Pat in the chair was getting impatient. “You about finished there Bill? Blood’ s starting to go to my head.”
“Oh yeah, I’m just about done with you.” The barber cleaned up the remaining lather and returned his customer to the upright position. He spun him around and admired his work. “You want aftershave or witch-hazel Pat?
“Give me some of that aftershave,” he pointed to a elegant triangular bottle filled with golden liquid, “that’s the good stuff if I remember.”
The barber reached for the bottle. “I’ve had this one quite a while, they tell me this it stings a bit,”
“Oh, I don’t know, put some here, I’ve used that one before.” The man stood up, adjusted his tie in the mirror and cup his hands and let his barber shake out the tonic.
Bill Noe stepped noticeably to out of the way, like a man getting out of the way of a land mine.

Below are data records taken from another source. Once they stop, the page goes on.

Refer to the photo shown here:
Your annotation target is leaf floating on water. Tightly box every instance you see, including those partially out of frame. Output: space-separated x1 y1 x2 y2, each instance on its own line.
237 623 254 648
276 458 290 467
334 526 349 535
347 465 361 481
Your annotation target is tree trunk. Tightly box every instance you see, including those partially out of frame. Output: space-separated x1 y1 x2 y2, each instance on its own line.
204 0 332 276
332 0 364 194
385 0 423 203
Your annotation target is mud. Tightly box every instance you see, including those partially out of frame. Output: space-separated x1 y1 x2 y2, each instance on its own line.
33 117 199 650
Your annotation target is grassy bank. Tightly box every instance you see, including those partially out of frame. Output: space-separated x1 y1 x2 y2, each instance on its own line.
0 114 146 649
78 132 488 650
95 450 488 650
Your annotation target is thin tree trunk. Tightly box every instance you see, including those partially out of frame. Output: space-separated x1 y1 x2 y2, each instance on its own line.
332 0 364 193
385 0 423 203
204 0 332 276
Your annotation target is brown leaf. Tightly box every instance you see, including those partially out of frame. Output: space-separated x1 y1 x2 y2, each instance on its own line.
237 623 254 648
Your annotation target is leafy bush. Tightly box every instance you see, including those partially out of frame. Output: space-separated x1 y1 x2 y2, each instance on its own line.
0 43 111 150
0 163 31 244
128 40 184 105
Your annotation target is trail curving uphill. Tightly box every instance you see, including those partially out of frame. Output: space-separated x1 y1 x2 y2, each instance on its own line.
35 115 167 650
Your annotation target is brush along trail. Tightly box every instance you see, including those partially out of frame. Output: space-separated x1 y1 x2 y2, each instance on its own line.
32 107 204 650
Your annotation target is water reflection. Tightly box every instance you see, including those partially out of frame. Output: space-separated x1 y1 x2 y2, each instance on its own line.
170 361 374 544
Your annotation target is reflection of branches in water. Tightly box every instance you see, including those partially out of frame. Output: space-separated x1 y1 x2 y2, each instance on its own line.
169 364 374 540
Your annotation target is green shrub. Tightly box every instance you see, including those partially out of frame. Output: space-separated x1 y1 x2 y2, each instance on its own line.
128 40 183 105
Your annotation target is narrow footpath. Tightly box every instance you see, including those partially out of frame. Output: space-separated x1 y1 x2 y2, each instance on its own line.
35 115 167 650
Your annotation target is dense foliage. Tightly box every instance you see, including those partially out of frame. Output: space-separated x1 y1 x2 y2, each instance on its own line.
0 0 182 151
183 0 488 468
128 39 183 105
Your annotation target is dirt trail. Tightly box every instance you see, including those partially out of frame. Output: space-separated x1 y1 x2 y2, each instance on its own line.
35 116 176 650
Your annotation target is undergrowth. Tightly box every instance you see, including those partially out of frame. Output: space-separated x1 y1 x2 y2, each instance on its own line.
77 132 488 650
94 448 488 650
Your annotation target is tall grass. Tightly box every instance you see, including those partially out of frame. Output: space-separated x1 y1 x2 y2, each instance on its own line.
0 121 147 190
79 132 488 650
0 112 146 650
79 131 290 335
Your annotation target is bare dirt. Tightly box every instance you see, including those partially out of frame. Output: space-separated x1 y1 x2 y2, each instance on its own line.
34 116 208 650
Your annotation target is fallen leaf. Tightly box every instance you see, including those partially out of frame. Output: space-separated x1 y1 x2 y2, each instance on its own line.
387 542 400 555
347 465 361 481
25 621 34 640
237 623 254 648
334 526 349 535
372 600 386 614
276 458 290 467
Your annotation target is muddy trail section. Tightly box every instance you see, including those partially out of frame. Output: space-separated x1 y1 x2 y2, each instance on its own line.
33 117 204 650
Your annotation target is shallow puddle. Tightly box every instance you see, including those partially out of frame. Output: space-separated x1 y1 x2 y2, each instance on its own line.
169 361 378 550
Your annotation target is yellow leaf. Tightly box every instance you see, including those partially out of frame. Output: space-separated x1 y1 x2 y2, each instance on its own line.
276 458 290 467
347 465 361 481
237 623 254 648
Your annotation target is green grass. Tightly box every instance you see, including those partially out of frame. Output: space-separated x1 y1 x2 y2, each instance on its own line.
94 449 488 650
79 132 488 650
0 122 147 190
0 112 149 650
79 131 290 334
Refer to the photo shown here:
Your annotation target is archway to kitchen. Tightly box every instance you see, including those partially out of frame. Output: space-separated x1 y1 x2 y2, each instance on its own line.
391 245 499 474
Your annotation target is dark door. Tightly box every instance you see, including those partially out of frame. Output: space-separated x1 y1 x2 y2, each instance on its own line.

The man splashed his face and the quiet barbershop exploded in screamings of pain. The man in the chair jumped straight up with a bloodcurdling yowl and began tearing at his face with his sleeve. The sleeping cowboy bolted up and hit his head on the wall. The Hinton’s went bugeyed. I swallowed my gum.
“Good Christ Almighty! What did you do to to me. My face is on fire!” He ran to a sink in the corner and frantically began dousing his face.
Bill Noe, the barber I liked, pulled a smoke from his pack and flicked open his lighter calm as a preacher. “Come on Pat, can’t be as bad as all that.” He pulled on the smoke and blew into the sky. “ Sorry, as I can be Pat. I must have shaved you just a little bit close. But don’t worry, it’ll be okay in a minute or two, just as soon as it quits hurtin’.
With that, the barber looked at the cowboy and brushed off the chair, “You’re next. How’d you like yours cut?”